According to Pugh Research, the belief that your kids will not be able to do as well or prosper as one`s own success, has reached new highs. And there is distinct writing on the wall as to why this is true. First and foremost, 1% of the US population now controls 25% of the wealth . And given the extension of the Bush tax cuts, lowering of Estate taxes, and continuing growth of capital gains-tax rate compensation among top executives and earners , and the return to to gilded prosperity on Wall Street – that 25% may well breech 30% in a short period. Truly a very select rich get very much richer at the expense of most everybody else. But unemployment is stuck at the òfficial 9.5% but in reality with people under-employed and leaving the work force it is more like 20% unemployment. And yet jobs , though diminished from their horrific level of 2007-2008, continue into 2011. And the BRIC countries will keep manufacturing wages low and basic job insecurity high for many years to come because Brazil, India and China have nearly 1.5 billion workers for whom the minimum wage in the US is a fortune to them.
But now one of the bedrock beliefs in the US – if you studied hard and got a college education you would do – well this is hitting the rocks. The NYTimes has a leading article asking Is Law School a Losing Game? Given the huge costs and the outsourcing of law positions to India, the prospects for legal jobs are not good as supply exceeds demand. And the same can be said of the the MBA as Business Week documents the tough realities of return on investment for MBA`s. It s a case of MBAs, Breaking Even is a More Distant Dream. More broadly, Business Week has looked carefully at the return on investment for a college education and has found that there are too many college and universities where that is a losing proposition – 20 Schools with High Tuition, Low ROI.

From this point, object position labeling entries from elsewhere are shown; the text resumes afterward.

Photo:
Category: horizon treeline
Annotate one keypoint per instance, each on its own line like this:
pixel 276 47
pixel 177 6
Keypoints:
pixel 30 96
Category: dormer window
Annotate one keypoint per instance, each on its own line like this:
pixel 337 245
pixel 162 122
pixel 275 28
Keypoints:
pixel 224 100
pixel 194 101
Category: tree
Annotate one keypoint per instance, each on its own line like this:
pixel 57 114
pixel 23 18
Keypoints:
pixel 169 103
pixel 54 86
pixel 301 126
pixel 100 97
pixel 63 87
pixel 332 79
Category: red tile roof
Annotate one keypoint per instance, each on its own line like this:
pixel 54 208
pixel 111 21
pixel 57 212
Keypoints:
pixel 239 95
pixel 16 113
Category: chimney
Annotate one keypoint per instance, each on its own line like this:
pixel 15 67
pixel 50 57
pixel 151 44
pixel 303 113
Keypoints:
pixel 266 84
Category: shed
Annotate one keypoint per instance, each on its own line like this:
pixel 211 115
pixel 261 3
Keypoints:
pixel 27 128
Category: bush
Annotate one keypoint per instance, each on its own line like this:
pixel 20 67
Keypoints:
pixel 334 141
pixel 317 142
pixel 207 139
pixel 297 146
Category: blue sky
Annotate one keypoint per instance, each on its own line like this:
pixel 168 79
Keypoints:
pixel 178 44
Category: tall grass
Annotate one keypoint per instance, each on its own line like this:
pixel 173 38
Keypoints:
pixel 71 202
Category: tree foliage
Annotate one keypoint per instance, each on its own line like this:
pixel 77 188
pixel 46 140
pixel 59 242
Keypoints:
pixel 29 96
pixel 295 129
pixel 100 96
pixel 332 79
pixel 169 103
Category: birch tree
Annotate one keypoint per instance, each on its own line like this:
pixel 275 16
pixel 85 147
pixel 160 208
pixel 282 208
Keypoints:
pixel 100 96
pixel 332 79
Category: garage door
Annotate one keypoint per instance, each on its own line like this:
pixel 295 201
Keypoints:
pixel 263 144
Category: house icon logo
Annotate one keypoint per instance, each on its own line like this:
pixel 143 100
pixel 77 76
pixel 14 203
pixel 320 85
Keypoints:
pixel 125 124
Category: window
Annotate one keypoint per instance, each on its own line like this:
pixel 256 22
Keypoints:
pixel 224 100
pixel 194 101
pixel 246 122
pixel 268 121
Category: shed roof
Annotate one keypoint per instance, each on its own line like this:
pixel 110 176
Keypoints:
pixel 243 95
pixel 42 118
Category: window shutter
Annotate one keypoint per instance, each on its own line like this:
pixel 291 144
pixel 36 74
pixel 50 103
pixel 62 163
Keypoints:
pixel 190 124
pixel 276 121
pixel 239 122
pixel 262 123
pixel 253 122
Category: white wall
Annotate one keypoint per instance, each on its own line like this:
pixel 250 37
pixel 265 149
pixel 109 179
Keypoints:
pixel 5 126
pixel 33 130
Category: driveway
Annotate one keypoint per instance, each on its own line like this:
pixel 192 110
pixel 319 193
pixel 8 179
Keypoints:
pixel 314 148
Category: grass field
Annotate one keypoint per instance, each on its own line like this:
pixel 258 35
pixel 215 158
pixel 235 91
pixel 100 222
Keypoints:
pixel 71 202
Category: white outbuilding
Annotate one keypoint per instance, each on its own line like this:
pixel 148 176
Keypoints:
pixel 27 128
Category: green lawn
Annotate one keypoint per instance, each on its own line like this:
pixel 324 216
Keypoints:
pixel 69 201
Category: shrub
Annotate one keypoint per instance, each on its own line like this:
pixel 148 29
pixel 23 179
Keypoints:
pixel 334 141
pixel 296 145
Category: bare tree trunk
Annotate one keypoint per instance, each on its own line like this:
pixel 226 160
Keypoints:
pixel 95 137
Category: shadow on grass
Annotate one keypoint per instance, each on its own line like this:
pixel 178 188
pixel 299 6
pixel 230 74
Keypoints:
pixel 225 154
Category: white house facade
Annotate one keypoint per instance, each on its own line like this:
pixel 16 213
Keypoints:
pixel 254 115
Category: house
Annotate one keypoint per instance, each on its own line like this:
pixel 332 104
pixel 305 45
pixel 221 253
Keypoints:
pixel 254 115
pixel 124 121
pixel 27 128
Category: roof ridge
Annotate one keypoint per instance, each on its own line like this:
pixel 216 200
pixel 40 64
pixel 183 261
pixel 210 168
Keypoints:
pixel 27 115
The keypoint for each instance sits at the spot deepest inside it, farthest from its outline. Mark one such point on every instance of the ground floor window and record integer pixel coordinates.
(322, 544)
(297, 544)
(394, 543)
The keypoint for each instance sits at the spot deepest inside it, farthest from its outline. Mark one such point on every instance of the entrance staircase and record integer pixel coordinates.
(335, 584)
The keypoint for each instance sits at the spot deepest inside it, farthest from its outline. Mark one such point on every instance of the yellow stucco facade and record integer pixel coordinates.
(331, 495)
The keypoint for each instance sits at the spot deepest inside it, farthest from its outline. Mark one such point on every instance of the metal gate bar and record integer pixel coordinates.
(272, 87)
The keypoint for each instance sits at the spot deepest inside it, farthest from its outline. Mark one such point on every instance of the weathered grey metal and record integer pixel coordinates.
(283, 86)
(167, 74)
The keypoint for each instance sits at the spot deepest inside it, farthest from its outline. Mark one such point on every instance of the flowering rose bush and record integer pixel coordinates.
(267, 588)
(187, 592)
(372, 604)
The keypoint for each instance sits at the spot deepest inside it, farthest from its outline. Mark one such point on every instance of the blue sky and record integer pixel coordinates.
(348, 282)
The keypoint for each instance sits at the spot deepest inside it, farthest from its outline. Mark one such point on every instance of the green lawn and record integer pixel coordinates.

In sum, getting a college education is no longer the sure ticket to prosperity. It is ironic that with the election of President Barack Obama, the epitome of American upward mobility, also marks the era when that upward mobility has taken a distinct turning point for the worse. The problem is that the G.O.P., who have bonded even closer to the Superrich, are not about to to tax the wealthy.This despite the fact that superwealthy have drawn so much from the US budget especially in the past three years. These withdrawals include bailout money at $3.3 trillion and now with their outsized pay subject to even less taxation even though large chunks of it come courtesy of the ordinary taxpayers who are subsidizing the Fed Window access and other continuing banking supports to the tune of hundreds of billions of dollars. In short, the US is going through an wealthy elitism and moral defeatism that is worse than that of the Great Depression; but unfortunately will insure that your kids will not be able to do as well as you have.